| From 352384d5c84ebe40fa77098cc234fe173247d8ef Mon Sep 17 00:00:00 2001 |
| From: "Steven Rostedt (VMware)" <rostedt@goodmis.org> |
| Date: Thu, 22 Jul 2021 21:52:18 -0400 |
| Subject: tracepoints: Update static_call before tp_funcs when adding a tracepoint |
| |
| From: Steven Rostedt (VMware) <rostedt@goodmis.org> |
| |
| commit 352384d5c84ebe40fa77098cc234fe173247d8ef upstream. |
| |
| Because of the significant overhead that retpolines pose on indirect |
| calls, the tracepoint code was updated to use the new "static_calls" that |
| can modify the running code to directly call a function instead of using |
| an indirect caller, and this function can be changed at runtime. |
| |
| In the tracepoint code that calls all the registered callbacks that are |
| attached to a tracepoint, the following is done: |
| |
| it_func_ptr = rcu_dereference_raw((&__tracepoint_##name)->funcs); |
| if (it_func_ptr) { |
| __data = (it_func_ptr)->data; |
| static_call(tp_func_##name)(__data, args); |
| } |
| |
| If there's just a single callback, the static_call is updated to just call |
| that callback directly. Once another handler is added, then the static |
| caller is updated to call the iterator, that simply loops over all the |
| funcs in the array and calls each of the callbacks like the old method |
| using indirect calling. |
| |
| The issue was discovered with a race between updating the funcs array and |
| updating the static_call. The funcs array was updated first and then the |
| static_call was updated. This is not an issue as long as the first element |
| in the old array is the same as the first element in the new array. But |
| that assumption is incorrect, because callbacks also have a priority |
| field, and if there's a callback added that has a higher priority than the |
| callback on the old array, then it will become the first callback in the |
| new array. This means that it is possible to call the old callback with |
| the new callback data element, which can cause a kernel panic. |
| |
| static_call = callback1() |
| funcs[] = {callback1,data1}; |
| callback2 has higher priority than callback1 |
| |
| CPU 1 CPU 2 |
| ----- ----- |
| |
| new_funcs = {callback2,data2}, |
| {callback1,data1} |
| |
| rcu_assign_pointer(tp->funcs, new_funcs); |
| |
| /* |
| * Now tp->funcs has the new array |
| * but the static_call still calls callback1 |
| */ |
| |
| it_func_ptr = tp->funcs [ new_funcs ] |
| data = it_func_ptr->data [ data2 ] |
| static_call(callback1, data); |
| |
| /* Now callback1 is called with |
| * callback2's data */ |
| |
| [ KERNEL PANIC ] |
| |
| update_static_call(iterator); |
| |
| To prevent this from happening, always switch the static_call to the |
| iterator before assigning the tp->funcs to the new array.
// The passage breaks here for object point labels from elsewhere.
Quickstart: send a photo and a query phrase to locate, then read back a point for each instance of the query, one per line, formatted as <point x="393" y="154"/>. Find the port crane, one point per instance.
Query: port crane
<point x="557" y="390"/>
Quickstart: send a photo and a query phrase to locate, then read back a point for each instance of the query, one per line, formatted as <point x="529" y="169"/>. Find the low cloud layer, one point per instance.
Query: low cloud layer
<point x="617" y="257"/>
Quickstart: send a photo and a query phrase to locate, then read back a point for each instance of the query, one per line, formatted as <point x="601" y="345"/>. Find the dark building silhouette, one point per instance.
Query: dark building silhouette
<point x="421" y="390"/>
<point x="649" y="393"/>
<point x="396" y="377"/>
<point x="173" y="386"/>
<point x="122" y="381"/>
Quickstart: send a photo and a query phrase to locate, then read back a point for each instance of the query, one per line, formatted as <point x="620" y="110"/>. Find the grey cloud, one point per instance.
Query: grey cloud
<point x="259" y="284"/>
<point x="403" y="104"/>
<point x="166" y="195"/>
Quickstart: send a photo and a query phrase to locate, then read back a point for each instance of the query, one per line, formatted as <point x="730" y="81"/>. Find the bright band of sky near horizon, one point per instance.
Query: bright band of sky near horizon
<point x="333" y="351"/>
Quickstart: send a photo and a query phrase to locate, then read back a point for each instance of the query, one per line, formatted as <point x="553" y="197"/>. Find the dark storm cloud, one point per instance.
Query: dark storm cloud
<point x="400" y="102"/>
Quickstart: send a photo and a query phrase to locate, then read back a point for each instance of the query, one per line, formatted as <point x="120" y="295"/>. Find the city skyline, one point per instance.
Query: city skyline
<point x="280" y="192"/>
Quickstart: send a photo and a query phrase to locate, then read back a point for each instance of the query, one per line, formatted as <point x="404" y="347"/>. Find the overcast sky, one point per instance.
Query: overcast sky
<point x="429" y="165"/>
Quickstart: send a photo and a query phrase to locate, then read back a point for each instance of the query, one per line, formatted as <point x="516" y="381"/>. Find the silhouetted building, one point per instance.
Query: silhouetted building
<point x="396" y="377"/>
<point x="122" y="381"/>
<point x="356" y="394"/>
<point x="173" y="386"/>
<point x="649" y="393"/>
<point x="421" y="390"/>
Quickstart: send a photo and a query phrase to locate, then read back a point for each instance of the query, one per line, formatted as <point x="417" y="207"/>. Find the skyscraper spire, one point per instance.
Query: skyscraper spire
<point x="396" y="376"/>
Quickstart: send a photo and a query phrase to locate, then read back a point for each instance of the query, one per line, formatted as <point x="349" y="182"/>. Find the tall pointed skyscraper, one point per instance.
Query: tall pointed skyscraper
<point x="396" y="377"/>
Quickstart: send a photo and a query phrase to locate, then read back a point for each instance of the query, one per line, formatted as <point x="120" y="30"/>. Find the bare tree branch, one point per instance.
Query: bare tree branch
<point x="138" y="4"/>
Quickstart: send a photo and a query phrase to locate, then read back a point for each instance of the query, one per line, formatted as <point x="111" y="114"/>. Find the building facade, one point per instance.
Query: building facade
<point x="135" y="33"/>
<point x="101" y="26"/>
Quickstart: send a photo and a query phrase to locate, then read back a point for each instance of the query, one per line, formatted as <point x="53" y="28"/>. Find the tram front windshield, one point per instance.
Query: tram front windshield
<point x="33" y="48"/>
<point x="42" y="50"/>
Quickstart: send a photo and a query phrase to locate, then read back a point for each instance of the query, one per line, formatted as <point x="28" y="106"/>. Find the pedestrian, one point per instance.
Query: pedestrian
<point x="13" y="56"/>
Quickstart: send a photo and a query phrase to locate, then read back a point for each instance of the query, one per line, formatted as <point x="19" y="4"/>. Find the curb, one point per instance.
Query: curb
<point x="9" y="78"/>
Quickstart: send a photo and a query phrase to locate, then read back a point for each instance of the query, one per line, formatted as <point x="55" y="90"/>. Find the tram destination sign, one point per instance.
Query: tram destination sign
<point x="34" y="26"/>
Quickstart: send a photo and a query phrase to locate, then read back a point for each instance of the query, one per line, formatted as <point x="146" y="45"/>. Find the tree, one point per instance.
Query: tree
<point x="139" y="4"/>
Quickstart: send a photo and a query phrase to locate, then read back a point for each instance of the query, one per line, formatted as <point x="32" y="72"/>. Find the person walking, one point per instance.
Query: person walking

The iterator will |
| always properly match the callback with its data. |
| |
| To trigger this bug: |
| |
| In one terminal: |
| |
| while :; do hackbench 50; done |
| |
| In another terminal |
| |
| echo 1 > /sys/kernel/tracing/events/sched/sched_waking/enable |
| while :; do |
| echo 1 > /sys/kernel/tracing/set_event_pid; |
| sleep 0.5 |
| echo 0 > /sys/kernel/tracing/set_event_pid; |
| sleep 0.5 |
| done |
| |
| And it doesn't take long to crash. This is because the set_event_pid adds |
| a callback to the sched_waking tracepoint with a high priority, which will |
| be called before the sched_waking trace event callback is called. |
| |
| Note, the removal to a single callback updates the array first, before |
| changing the static_call to single callback, which is the proper order as |
| the first element in the array is the same as what the static_call is |
| being changed to. |
| |
| Link: https://lore.kernel.org/io-uring/4ebea8f0-58c9-e571-fd30-0ce4f6f09c70@samba.org/ |
| |
| Cc: stable@vger.kernel.org |
| Fixes: d25e37d89dd2f ("tracepoint: Optimize using static_call()") |
| Reported-by: Stefan Metzmacher <metze@samba.org> |
| tested-by: Stefan Metzmacher <metze@samba.org> |
| Signed-off-by: Steven Rostedt (VMware) <rostedt@goodmis.org> |
| Signed-off-by: Greg Kroah-Hartman <gregkh@linuxfoundation.org> |
| --- |
| kernel/tracepoint.c | 2 +- |
| 1 file changed, 1 insertion(+), 1 deletion(-) |
| |
| --- a/kernel/tracepoint.c |
| +++ b/kernel/tracepoint.c |
| @@ -299,8 +299,8 @@ static int tracepoint_add_func(struct tr |
| * a pointer to it. This array is referenced by __DO_TRACE from |
| * include/linux/tracepoint.h using rcu_dereference_sched(). |
| */ |
| - rcu_assign_pointer(tp->funcs, tp_funcs); |
| tracepoint_update_call(tp, tp_funcs, false); |
| + rcu_assign_pointer(tp->funcs, tp_funcs); |
| static_key_enable(&tp->key); |
| |
| release_probes(old); |